13. In order to make the birth scene in Episode 11, aka "5:00 p.m.," as realistic as possible, a "birth rig" was used to make it look like Enuka Okuma, who played Natalie, was actually giving birth. The rig consists of a gurney with a prosthetic of a pregnant belly, legs, and a vaginal canal anchored on top. Okuma was able to sit in a kneeling chair behind it and align her body with the rig. Then, her real legs and two puppeteers — who were controlling the silicone baby and tubing that added blood and other fluids — were hidden by the gurney and medical drapings.

14. Also, the moment when Mel holds the newborn baby in Episode 11 wasn't scripted but something the cast came up with while filming the episode. The baby was animatronic, but Dearden said you could feel it moving with a puppeteer controlling it off-camera. Taylor Dearden told Vulture, "Dr. Collins was the only one supposed to be handling the baby, but I remember Tracy Ifeachor saying, having lost a baby, it would be really hard to cradle a healthy baby right now."

15. Katherine LaNasa shadowed a nurse named Kathy Garvin, who works at LA General and who the character of Dana Evans is loosely based on.
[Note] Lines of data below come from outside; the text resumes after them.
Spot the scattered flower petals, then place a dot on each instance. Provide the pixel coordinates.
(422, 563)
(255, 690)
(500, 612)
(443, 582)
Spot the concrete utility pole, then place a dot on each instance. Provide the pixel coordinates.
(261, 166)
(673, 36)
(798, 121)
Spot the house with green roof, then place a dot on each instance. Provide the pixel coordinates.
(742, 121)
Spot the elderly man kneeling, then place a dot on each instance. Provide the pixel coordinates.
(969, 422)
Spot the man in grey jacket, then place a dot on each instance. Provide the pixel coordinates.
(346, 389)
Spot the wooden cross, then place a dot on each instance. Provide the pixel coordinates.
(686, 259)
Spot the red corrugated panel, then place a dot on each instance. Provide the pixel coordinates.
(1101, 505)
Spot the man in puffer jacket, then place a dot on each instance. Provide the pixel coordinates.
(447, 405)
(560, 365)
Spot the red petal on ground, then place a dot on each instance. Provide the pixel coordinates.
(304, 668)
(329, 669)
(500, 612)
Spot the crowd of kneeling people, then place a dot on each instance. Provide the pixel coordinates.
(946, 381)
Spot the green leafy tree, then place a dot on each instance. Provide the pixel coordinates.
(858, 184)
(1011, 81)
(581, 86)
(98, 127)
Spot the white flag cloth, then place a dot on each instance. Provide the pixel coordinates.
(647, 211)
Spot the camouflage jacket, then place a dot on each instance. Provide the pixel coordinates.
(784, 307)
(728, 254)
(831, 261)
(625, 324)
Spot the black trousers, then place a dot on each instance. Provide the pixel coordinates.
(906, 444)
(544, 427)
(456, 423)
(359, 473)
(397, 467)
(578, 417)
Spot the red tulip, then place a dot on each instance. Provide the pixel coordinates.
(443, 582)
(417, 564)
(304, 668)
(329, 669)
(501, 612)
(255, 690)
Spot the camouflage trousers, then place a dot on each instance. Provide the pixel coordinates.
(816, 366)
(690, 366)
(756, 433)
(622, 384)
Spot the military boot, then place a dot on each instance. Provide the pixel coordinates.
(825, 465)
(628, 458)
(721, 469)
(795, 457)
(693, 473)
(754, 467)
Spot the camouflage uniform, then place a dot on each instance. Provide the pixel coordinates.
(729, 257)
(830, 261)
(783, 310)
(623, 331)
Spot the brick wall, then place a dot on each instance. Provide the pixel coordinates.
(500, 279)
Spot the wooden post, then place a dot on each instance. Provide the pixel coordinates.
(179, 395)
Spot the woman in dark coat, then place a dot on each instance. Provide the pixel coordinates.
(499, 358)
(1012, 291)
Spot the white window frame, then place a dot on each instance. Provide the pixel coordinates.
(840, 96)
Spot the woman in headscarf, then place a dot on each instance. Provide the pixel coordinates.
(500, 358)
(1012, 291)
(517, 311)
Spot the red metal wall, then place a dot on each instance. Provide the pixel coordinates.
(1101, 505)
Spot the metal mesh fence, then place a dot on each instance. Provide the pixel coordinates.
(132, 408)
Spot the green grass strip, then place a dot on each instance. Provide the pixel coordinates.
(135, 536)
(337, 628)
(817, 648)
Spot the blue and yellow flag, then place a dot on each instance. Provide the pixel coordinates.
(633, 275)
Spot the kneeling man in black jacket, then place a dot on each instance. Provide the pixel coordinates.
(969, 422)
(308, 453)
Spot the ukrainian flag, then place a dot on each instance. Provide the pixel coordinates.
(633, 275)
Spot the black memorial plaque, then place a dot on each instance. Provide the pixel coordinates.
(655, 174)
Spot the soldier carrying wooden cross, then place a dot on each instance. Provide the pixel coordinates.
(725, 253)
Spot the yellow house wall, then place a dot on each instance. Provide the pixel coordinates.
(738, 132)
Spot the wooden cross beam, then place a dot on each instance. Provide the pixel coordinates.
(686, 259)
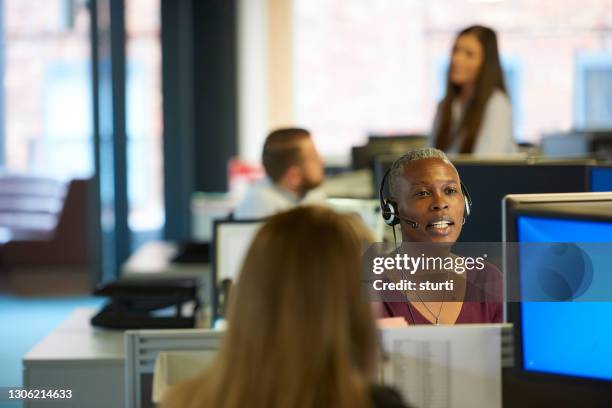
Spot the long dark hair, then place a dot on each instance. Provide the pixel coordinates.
(489, 79)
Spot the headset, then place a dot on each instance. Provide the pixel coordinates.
(390, 210)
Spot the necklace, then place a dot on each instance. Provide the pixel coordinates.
(436, 317)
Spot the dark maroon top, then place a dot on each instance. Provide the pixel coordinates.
(478, 306)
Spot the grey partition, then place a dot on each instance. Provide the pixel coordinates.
(142, 348)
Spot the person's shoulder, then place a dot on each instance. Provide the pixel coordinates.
(386, 397)
(499, 100)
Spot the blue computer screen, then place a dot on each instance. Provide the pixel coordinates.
(601, 179)
(572, 337)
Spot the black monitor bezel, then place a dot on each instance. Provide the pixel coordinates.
(512, 208)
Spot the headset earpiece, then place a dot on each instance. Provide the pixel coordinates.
(390, 213)
(468, 201)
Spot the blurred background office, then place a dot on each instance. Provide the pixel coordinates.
(124, 122)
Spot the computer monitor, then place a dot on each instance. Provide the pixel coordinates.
(600, 179)
(488, 181)
(367, 209)
(566, 339)
(231, 241)
(363, 156)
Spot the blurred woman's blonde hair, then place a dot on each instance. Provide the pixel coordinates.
(300, 334)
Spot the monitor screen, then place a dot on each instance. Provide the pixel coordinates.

She said while shadowing Garvin, she learned about the "care of [the ER] regulars." LaNasa told Vulture, "She told me about a guy there and what his journey had been like. I really got to see her relationship to him. But it was very matter-of-fact because there’s emotional, mental, and physical trauma going through there all day, every day. For them to be able to serve everyone, they have to have this kind of emotional efficiency."

16. In Episode 14, aka "8:00 p.m.," McKay's father is played by actor Fiona Dourif's real-life dad, Brad Dourif, who has been playing Chucky since Child's Play in 1988. Speaking to Variety about how her dad wound up in The Pitt, Dourif said, "My suspicion is that it was Noah Wyle's idea. He has talked to me about my dad’s career in great detail before, so I know there needed to be a device to get Harrison home, and it was probably thrown out in the writers’ room as a very cool idea."
17. And finally, since the big trauma scenes are incredibly complex, the actors rehearse everything before filming begins. "The lines come rapid fire. The procedure comes rapid fire. There's so many moving pieces," Fiona Dourif told HBO. Gerran Howell, who plays Whitaker, also related the big trauma scenes to a "dance" where it's almost like "everyone has their own choreography."